Be part of the conversation

Questions to ask the library:

Gather your colleagues, go to the head of digital collections, form a plan, and bring it up the channel. Propose something. Make it campus wide. The library may be unaware, or just may not have the support or funding to make it happen on its own.

Adding student, faculty, and researcher voices to the issue and bringing a unified plan to the administration makes a significant difference.

WARNING: You may have to join/create a campus-wide committee or taskforce. I’m sorry. That’s just how it is going to get done.

Image of sixth power point slide. Slide text reads "some organizations addressing digital preservation standards and tools". Image above text has logos for the Library of Congress, Digital Preservation Coalition, the Digital Preservation Network, Internet Archive, POWRR, Academic Preservation Trust, Chronopolis, Samvera, and Preservica.Slide Six

What else can you do?

I won’t talk too much about this in this presentation but create metadata. Embed your datasets with preservation metadata (see PREMIS for a guide), version control your research, provide as much context to your work as possible through documentation. Data without context or provenance is as decipherable as the Etruscan language. There are many organizations that are currently working to solve the problems presented by digital preservation who have developed standards and tools. I highly recommend looking at the Digital Preservation Coalition’s Handbook, the OAIS Community, the Digital Preservation Tool Grid developed by POWRR, and the National Digital Stewardship Alliance’s Levels of Digital Preservation.

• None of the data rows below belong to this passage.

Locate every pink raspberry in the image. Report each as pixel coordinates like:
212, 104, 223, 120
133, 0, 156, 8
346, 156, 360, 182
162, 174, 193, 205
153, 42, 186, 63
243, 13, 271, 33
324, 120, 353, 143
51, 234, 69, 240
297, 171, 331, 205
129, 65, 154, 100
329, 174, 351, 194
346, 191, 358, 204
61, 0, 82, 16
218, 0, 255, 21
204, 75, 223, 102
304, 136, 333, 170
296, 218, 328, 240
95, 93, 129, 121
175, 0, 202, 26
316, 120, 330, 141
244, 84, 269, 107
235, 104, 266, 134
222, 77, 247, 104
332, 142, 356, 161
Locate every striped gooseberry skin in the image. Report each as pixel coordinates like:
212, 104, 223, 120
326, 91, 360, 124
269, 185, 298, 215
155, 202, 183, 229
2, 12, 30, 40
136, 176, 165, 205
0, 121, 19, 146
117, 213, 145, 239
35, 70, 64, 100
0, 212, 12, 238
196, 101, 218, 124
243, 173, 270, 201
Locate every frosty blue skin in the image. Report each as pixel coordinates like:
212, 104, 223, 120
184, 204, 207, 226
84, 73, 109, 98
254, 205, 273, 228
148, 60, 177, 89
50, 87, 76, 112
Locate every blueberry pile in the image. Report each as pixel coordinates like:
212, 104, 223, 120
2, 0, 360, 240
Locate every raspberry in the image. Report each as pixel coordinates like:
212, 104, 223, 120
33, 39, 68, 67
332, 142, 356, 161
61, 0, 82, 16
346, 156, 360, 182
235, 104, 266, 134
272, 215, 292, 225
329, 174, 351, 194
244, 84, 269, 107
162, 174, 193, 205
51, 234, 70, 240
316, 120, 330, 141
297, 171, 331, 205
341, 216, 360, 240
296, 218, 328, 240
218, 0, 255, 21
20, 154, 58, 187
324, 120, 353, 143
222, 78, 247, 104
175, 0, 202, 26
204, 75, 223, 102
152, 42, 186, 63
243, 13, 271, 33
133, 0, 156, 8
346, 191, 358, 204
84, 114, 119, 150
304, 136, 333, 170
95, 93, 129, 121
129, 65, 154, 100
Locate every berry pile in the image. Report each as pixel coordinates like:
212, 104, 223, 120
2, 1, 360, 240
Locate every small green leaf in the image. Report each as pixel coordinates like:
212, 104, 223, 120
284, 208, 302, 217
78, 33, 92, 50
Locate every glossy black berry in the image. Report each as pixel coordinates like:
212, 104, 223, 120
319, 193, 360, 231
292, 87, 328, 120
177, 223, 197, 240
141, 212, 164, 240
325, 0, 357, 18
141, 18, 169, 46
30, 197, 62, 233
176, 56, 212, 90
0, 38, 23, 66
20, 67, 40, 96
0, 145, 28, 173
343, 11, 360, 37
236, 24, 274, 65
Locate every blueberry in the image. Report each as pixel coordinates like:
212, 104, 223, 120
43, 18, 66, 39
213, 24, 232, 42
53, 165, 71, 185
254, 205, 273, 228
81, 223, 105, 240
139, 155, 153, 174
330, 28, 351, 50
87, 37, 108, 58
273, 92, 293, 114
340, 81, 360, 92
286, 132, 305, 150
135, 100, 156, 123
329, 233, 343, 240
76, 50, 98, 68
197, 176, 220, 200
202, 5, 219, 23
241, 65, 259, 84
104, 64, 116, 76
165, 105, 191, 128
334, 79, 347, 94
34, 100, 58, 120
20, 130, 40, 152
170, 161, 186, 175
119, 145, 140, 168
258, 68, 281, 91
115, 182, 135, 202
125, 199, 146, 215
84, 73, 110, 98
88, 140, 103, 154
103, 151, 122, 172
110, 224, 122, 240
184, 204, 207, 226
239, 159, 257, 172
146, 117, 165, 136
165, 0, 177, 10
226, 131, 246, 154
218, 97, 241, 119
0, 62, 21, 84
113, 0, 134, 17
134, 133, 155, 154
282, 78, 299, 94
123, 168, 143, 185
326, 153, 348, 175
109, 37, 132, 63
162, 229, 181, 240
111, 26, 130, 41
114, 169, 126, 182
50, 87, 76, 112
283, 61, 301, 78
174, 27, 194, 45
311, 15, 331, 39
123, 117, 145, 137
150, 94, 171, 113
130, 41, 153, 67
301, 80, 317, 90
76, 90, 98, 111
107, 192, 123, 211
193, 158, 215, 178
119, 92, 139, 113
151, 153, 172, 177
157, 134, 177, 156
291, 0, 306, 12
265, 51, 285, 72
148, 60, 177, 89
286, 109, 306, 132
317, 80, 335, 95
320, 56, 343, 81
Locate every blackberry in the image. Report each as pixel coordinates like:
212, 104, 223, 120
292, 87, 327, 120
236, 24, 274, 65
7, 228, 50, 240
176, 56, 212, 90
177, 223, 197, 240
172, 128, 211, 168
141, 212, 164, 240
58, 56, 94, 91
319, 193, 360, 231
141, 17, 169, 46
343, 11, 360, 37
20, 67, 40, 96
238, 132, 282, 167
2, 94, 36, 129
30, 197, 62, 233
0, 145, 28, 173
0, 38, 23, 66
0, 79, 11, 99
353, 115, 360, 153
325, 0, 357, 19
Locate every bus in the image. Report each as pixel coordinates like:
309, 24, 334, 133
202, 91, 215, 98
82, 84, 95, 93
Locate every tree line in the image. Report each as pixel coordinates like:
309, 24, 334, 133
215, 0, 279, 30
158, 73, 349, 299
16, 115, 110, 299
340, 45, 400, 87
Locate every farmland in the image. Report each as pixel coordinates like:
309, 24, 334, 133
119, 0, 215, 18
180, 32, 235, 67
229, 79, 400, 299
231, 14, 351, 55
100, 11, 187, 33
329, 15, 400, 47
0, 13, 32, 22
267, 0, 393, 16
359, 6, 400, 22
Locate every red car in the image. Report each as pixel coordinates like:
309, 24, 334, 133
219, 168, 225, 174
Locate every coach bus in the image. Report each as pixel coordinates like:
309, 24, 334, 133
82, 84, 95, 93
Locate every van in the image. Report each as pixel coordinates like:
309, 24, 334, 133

Links to the organizations (national and international) with logos depicted on the slide (list is not exhaustive):

Additional resources can be found in the Resources tab of this site.

A .pdf version of this presentation can be downloaded here.

Key Points

  • Faculty, students, and researchers are a key component of the users that academic libraries serve and have power to influence the University administration’s decision to support library services.